Case Studies
Delivering customer success since 1981
Technologies Used
-
DOM
-
XPath
-
Regular Expressions
-
Custom Algorithms
-
Exif tools
-
PDF tools
-
Ghostscript
-
XML
Project highlights
-
Analysis of content structure across entire corpus
-
Smooth migration to Silverchair platform
"Thank you for your flexibility, forbearance, and tenacity, especially as we worked through the dual feed and content synchronization challenges! Your efforts are greatly appreciated.
The system launch was completed yesterday around 11:00 AM. Things are looking very good and there’s a lot of excitement.”
Mark Jacobson
Director of Digital Publishing
AACR
American Association of Cancer Research
Content Clarity Analysis of Journal Backfile
Keywords: content structure analysis, platform migration, Silverchair, XML
Background
The American Association for Cancer Research (AACR) is the first and largest cancer research organization dedicated to accelerating the conquest of cancer. AACR publishes 10 peer-reviewed journals that cover the full spectrum of cancer science and medicine.
AACR transitioned all journal content to the Silverchair platform in February 2022 to achieve greater flexibility in the way that AACR journals present content to the cancer research community. Prior to that migration, AACR needed to ensure its entire corpus of content was up to date with the latest XML constructs that exist in NISO JATS 1.3. AACR recognized that analyzing its entire collection prior to platform migration would contribute to a smoother migration process as well as identify content structure issues that could impact interoperability and discoverability.
Solution
DCL’s service Content Clarity was employed to analyze, report, and update content structure across AACR’s journal collection. AACR gathered all content files (XML and PDF) and delivered to DCL. Content Clarity analyzes an entire corpus of a publisher’s XML files to reveal issues in the JATS XML that do not necessarily invalidate the files but do contribute to interoperability and other issues. Processing also inventories digital assets (e.g., .jpg, .gif, .XLSX, .zip, .tif, .mov, etc.).

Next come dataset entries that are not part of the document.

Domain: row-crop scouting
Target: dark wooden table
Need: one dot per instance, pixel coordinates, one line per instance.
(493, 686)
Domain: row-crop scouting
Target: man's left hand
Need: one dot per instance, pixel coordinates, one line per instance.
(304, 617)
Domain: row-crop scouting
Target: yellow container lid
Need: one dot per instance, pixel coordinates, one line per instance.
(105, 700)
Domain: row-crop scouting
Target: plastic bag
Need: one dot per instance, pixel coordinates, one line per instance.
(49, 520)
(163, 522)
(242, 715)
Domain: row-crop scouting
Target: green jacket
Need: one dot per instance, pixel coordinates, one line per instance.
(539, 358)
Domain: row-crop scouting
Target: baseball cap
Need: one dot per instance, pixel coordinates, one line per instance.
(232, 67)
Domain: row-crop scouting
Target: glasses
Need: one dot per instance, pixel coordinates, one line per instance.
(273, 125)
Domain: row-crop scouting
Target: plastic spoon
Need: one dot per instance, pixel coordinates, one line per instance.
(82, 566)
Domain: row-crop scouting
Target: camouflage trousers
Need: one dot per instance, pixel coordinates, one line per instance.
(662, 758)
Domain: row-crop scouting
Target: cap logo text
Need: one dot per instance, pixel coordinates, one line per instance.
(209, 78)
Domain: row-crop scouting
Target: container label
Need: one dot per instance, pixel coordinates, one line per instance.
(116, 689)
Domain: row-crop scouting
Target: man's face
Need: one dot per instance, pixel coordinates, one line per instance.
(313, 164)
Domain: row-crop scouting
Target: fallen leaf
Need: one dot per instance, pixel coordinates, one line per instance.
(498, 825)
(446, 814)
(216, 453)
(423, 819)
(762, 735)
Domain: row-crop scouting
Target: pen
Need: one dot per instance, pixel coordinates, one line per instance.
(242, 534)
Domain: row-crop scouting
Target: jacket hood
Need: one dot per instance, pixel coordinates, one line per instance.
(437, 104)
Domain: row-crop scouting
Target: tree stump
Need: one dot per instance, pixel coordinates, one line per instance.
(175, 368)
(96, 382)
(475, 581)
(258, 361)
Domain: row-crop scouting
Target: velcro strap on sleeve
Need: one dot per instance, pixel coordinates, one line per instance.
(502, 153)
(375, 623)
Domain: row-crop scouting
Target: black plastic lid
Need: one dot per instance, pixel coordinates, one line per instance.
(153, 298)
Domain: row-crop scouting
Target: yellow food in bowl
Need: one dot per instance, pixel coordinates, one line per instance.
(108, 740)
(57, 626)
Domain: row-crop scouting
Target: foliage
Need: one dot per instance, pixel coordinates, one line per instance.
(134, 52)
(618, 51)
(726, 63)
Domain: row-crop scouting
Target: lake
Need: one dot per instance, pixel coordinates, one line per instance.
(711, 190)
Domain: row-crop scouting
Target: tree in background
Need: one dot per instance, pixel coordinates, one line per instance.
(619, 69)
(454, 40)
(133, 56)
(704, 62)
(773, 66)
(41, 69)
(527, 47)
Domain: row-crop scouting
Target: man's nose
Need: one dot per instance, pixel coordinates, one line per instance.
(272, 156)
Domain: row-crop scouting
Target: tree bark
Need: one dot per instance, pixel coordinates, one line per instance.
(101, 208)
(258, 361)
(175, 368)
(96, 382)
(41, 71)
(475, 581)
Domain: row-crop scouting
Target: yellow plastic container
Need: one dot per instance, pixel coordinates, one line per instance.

The next phase validated XML files and health checked the corresponding digital assets (e.g., Content Clarity checks that for every image there is at least one callout in the XML and for every callout there is an image). The third phase performs a variety of semantic checks on the individual XML files, at the article level, at the journal title level, and across the entire corpus.
Findings from the analysis are grouped into two categories—Summary Analytics and Errors and Warnings. Results were presented in multiple spreadsheet reports.
Result
AACR now provides a seamless, modern user experience for all of its content with the knowledge that even legacy content is structured for optimal performance and discovery. Articles that were published 10 or 15 years ago are now fully updated to JATS XML and are up to AACR’s current best practices (e.g., fully-tagged references/affiliations, funding information, ORCIDs, etc.). Publishers see value in creating uniform well-polished “atoms” from legacy materials for use in rapid development of new product offerings. Items such as equations, tables, funding information, bibliographies, etc. are easily captured when structured in updated JATS format and provide flexibility for new uses.